Harry sentit ses yeux s'embuer.
-Non, c'est faux ! hurla-t-il mentalement.
-C'est vrai !… Et tu ne le sais que trop bien !
Des larmes dévalèrent les joues de l'adolescent.
-Veux-tu devenir quelqu'un ? demanda la voix d'un ton mauvais.
-Comment ça ?
-Je pourrais accomplir tes désirs ! continua le murmure. Je pourrais faire de toi…quelqu'un !
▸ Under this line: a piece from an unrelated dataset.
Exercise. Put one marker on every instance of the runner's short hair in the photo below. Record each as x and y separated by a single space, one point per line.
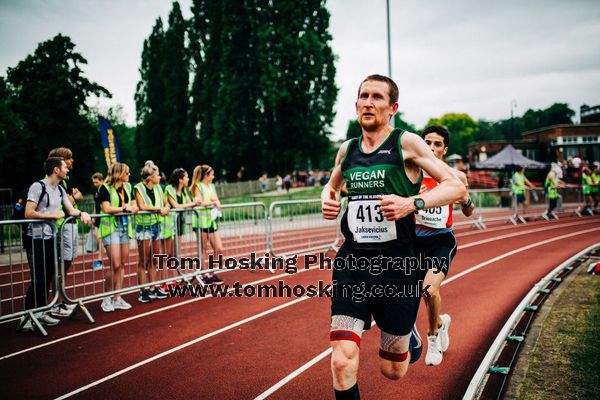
392 87
440 130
Harry releva la tête et s'essuya les yeux.
-Oui !...Oui, je le veux ! assura-t-il par la pensée.
-Dans ce cas…Mets l'anneau ! lui ordonna la voix.
Harry obéit sans réfléchir et enfila le bijou à son majeur. A l'instant même, l'anneau devint brûlant et la cicatrice du Gryffondor fut traversée d'un spasme insoutenable qui lui arracha un cri de douleur. Puis l'anneau s'effaça de son doigt comme s'il n'avait jamais existé.
-Qu'il en soit ainsi ! murmura la voix cruellement amusée.